Shukshin Altai State University for Humanities and Pedagogy
- Established: 1939
- Location: Biysk, Altai Krai, Russia 52°32′13″N 85°11′45″E﻿ / ﻿52.5369°N 85.1958°E
- Campus: Urban;
- Website: www.bigpi.biysk.ru/wwwsite/

= Shukshin Altai State University for Humanities and Pedagogy =

Former pedagogical university in Biysk, Russia

Shukshin Altai State University for Humanities and Pedagogy (Алтайский государственный гуманитарно-педагогический университет имени В. М. Шукшина) was a federal state budget educational institution of higher education in Biysk, Altai Krai (Russia), transformed into V.M. Shukshin Biysk Branch of Altai State Pedagogical University in 2024.

==History==
Biysk Teachers' Institute was established in 1939 and became a pedagogical (teachers' training) institute in 1953. In 2000 this institution of higher education received a university status. In 2001 Biysk Pedagogical State University was named after V. M. Shukshin. In 2010 the Shukshin Pedagogical State University of Biysk (Бийский педагогический государственный университет имени В. М. Шукшина) became the Shukshin Altai State Academy of Education (Алтайская государственная академия образования имени В. М. Шукшина), and got its current name when it regained the university status in 2015.

Shukshin Altai State University for Humanities and Pedagogy offered bachelor’s degree teachers-training programs in English, German, Chinese, Russian Language and Literature, Primary & Preschool Education, Physical Culture & Health, Mathematics, Physics, Computer Science, Biology, Chemistry, Geography, and Technology.

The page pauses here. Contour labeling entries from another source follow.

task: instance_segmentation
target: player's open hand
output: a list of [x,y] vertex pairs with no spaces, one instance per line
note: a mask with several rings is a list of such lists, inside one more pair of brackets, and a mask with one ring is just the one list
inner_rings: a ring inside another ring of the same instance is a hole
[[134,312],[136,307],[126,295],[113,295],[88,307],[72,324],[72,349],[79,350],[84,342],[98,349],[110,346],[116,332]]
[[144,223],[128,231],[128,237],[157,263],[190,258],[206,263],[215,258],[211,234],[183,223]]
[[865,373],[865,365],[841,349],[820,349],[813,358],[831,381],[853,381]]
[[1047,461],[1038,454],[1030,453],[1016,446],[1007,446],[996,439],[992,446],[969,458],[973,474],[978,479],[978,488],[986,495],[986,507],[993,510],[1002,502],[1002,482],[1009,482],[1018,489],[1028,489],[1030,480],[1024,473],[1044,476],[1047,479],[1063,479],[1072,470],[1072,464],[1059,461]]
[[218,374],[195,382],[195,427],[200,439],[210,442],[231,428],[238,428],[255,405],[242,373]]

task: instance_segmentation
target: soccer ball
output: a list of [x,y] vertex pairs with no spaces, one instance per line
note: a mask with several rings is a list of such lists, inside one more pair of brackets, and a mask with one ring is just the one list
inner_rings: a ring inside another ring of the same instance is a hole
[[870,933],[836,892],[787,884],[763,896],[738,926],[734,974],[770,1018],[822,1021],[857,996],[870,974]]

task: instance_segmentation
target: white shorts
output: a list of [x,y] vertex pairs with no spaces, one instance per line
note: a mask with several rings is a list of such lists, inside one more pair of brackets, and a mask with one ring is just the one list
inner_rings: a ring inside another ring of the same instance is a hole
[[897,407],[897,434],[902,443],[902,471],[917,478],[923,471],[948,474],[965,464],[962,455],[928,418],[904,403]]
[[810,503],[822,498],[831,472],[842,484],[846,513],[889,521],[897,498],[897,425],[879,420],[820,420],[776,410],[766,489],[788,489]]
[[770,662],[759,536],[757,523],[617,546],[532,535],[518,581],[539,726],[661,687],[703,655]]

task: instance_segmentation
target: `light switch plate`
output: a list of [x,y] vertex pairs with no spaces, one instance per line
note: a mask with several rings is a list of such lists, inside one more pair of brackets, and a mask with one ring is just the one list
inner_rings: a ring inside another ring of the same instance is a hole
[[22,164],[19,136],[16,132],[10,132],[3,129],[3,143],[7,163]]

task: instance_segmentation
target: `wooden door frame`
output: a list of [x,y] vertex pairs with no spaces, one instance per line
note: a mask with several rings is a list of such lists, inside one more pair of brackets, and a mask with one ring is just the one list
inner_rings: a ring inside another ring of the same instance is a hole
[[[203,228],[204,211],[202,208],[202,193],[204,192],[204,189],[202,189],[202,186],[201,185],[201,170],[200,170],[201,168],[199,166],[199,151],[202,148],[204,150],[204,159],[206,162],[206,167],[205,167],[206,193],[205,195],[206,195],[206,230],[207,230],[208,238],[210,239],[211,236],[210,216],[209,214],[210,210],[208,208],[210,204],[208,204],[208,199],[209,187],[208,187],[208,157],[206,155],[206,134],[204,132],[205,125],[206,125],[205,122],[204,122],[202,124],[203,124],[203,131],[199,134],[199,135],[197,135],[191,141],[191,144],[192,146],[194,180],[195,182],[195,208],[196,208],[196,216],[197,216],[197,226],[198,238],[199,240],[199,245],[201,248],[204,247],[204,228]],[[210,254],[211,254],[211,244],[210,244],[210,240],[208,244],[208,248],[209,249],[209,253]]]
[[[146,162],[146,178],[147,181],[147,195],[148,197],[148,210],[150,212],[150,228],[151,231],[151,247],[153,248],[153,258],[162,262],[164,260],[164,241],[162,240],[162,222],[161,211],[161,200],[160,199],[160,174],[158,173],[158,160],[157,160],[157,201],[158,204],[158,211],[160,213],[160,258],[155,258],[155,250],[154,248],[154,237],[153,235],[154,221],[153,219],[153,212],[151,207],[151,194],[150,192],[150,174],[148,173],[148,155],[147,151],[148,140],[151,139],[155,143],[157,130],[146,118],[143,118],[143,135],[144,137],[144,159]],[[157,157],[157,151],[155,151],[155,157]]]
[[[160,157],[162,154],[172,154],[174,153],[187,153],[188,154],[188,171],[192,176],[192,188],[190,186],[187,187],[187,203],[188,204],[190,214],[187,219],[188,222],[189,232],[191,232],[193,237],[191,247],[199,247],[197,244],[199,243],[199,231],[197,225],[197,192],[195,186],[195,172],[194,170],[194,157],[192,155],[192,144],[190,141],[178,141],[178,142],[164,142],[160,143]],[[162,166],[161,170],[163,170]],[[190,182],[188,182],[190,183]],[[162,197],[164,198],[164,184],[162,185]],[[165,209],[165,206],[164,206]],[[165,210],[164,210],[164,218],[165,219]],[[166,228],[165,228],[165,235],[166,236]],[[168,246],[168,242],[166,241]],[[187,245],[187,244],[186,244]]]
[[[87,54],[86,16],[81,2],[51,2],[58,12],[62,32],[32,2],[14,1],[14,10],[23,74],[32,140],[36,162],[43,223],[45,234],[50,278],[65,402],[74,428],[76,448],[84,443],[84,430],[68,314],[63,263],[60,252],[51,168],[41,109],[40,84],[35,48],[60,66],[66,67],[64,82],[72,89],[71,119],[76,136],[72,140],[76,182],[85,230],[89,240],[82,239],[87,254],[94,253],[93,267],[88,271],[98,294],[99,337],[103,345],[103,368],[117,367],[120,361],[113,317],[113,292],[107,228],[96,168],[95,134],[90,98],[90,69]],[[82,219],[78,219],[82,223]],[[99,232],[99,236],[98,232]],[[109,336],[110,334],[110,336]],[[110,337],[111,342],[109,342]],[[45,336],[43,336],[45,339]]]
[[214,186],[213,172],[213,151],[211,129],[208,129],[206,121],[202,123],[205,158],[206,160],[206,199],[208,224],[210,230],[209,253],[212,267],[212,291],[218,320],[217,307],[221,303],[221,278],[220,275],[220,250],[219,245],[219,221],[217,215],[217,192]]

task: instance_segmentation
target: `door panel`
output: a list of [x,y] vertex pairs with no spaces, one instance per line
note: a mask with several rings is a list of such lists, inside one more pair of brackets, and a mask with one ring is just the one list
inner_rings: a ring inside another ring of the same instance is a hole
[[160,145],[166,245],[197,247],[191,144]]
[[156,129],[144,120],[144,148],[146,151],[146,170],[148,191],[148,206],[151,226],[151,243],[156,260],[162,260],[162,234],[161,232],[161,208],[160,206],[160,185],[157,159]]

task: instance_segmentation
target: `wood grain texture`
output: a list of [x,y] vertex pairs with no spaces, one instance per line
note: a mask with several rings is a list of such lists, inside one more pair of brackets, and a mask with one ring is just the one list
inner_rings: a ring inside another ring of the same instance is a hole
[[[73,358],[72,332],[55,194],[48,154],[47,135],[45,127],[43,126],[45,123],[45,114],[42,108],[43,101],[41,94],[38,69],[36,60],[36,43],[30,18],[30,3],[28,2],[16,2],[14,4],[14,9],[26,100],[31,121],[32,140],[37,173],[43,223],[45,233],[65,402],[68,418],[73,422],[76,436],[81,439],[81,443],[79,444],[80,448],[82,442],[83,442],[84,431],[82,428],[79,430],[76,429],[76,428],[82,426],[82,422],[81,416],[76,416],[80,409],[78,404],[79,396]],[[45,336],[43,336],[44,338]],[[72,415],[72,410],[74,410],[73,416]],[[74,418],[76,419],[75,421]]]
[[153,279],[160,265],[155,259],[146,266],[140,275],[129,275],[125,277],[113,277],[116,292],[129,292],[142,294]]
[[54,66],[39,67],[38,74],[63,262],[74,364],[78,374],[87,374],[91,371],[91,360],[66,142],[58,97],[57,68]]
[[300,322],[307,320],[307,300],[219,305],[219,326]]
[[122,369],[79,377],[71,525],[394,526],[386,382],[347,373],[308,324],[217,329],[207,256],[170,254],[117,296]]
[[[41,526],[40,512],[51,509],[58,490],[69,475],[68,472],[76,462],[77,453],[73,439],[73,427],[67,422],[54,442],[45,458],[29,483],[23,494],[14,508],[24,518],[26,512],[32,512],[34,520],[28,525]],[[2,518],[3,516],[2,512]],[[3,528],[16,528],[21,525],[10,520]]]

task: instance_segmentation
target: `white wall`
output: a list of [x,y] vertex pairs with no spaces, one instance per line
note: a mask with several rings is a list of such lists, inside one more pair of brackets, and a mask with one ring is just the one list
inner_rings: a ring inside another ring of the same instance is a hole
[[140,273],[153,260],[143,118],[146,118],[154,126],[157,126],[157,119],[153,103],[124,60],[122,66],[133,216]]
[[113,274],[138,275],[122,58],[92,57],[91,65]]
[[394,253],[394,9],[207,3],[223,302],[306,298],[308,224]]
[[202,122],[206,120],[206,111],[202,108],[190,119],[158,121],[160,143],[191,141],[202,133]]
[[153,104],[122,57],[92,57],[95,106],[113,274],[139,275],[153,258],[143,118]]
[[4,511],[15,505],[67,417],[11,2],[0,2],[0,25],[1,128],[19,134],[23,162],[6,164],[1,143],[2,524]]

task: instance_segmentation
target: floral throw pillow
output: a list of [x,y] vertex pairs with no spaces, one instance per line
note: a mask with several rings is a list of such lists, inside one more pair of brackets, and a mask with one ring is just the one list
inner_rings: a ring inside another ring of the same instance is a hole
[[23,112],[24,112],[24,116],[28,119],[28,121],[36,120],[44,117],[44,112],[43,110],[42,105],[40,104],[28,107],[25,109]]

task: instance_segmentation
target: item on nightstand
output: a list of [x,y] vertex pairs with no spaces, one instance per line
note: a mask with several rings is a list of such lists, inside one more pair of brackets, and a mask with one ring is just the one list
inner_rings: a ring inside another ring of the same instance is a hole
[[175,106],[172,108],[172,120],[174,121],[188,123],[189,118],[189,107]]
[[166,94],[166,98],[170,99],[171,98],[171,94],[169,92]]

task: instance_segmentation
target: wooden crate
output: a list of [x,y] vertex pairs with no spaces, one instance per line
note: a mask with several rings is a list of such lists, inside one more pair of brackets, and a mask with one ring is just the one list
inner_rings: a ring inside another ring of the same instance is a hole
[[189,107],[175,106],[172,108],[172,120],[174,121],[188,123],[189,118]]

Bachelor’s degree programs in Psychology, Tourism, Fine Arts & Design, Land Management, Biology & Ecology were also available.

In 2022 Pedagogical Techno-park (Educational Technopark) was opened at the university with labs for conducting pedagogical experiments.

In 2024 the university was transformed into V.M. Shukshin Biysk Branch of Altai State Pedagogical University.

==Institutes==
- Institute of Humanities
- Institute of Natural Sciences and Vocational Education
- Institute of Pedagogy and Psychology

==Campus==
Shukshin Altai State University for Humanities and Pedagogy occupied four buildings in the city of Biysk.

==Research==
At ASUHP named after V. Shukshin, a number of researchers are working on actual topics in
Personality, Educational Psychology, Social Psychology and Motivation;
Psycholinguistics and Second Language Studies,
Cultural Studies;
Electrical Engineering and Power Electronics;
Ornithological research in Altai;
Studies of the regional insect fauna;
Petrology of gold-generating magmatism;
Condensed Matter Physics.
All research results of the university scholars are introduced into the system of school education.
Despite the fact that the university has only 100 scholars, according to Ranking Web of Universities (Webometrics) Shukshin University ranks 294 out of 1042 universities in Russia (that is, it is included in the second quartile of the best universities in Russia).